The federal government is pushing firms that register in the United States to reveal the identities of their controlling owners, as al Qaeda affiliates increasingly turn to shell companies for money, the Treasury Department’s intelligence chief said Thursday.
Successful sanctions largely pulled terrorist financing underground toward the end of the last decade, according to U.S. officials. Now, al Qaeda in the Arabian Peninsula and other splinter groups are resorting to funding mechanisms such as kidnapping for ransom, couriering money through the hawala system of handoffs among trusted partners and beneficial ownership schemes where individuals with a controlling interest hide behind the cover of a different legal title-holder.
“Al Qaeda today -- the al Qaeda that is holed up in Pakistan -- is in a much weaker state than it was,” David S. Cohen, Treasury undersecretary for terrorism and financial intelligence, said during remarks at the Center for Strategic and International Studies. This week, White House officials acknowledged thwarting an apparent Yemeni-driven plot to bomb a U.S.-bound flight with concealed explosives more resilient than those worn by the failed underwear bomber on Christmas Day 2009.
“When we designate individuals who are financial supporters of al Qaeda, that has the effect of making it much more difficult for those individuals to operate,” Cohen said. “That has largely prevented al Qaeda from using the formal financial network to move money.”
Concerned about front companies financing illicit activities, some lawmakers have proposed legislation that would force businesses to declare their beneficial owners, who are the real controlling interests, in financial filings. A U.S. citizen in 2010, for example, pleaded guilty to supporting al Qaeda partly through the sale of his company, Hafssa LLC, which was doing business as Truman Used Auto Parts.

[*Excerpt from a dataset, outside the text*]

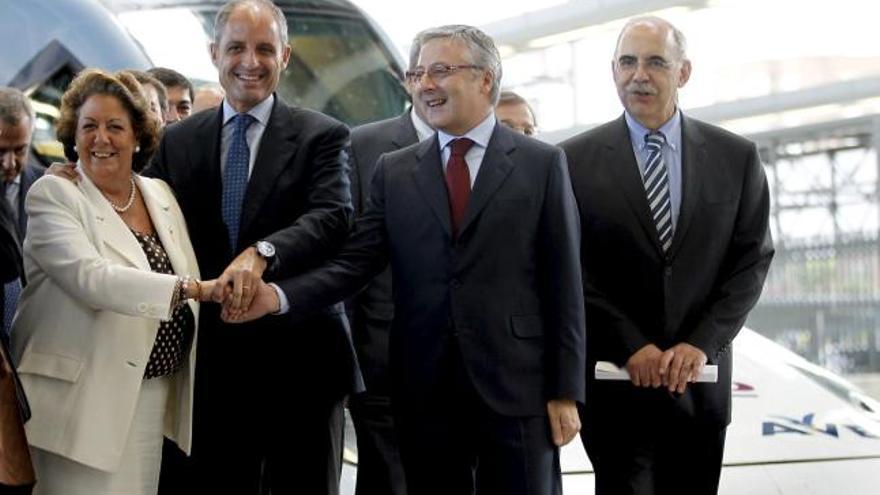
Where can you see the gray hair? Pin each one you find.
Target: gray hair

Not waiting for Congress, Treasury’s intelligence unit, the Financial Crimes Enforcement Network, earlier this year took steps to stipulate that banks name the beneficial owners of their account holders. A March advance notice of proposed rule-making sought public comment on that potential requirement. Acknowledging that business fronts are a “weakness” in countering money laundering, Cohen said he supports congressional mandates as well as addressing the issue through the regulatory regime.
Meanwhile, FINCEN also is pursuing big data analysis to find hidden relationships among terabytes of banking transactions that may indicate dirty money. Big data typically refers to parsing unimaginable quantities of structured information in databases and nonstructured information strung across many sources in multiple formats. In summer 2011, Treasury surveyed the market for a tool to crunch financial transactions totaling 9 terabytes of data -- equal to a pile of typewritten pages almost 460 miles high.
Still, tracking financial supporters of terrorism means going offline in many cases. The hawala handoff system largely is immune to U.S. financial transparency tactics. “What makes it difficult is that it is in some respects below the threshold” of a banking transaction, Cohen said. In addition, AQAP terrorists have raised millions of dollars by kidnapping for ransom, he said. The United States is urging allies not to pay the rewards, which, so far, has deterred some cells from taking U.S. hostages, Cohen added.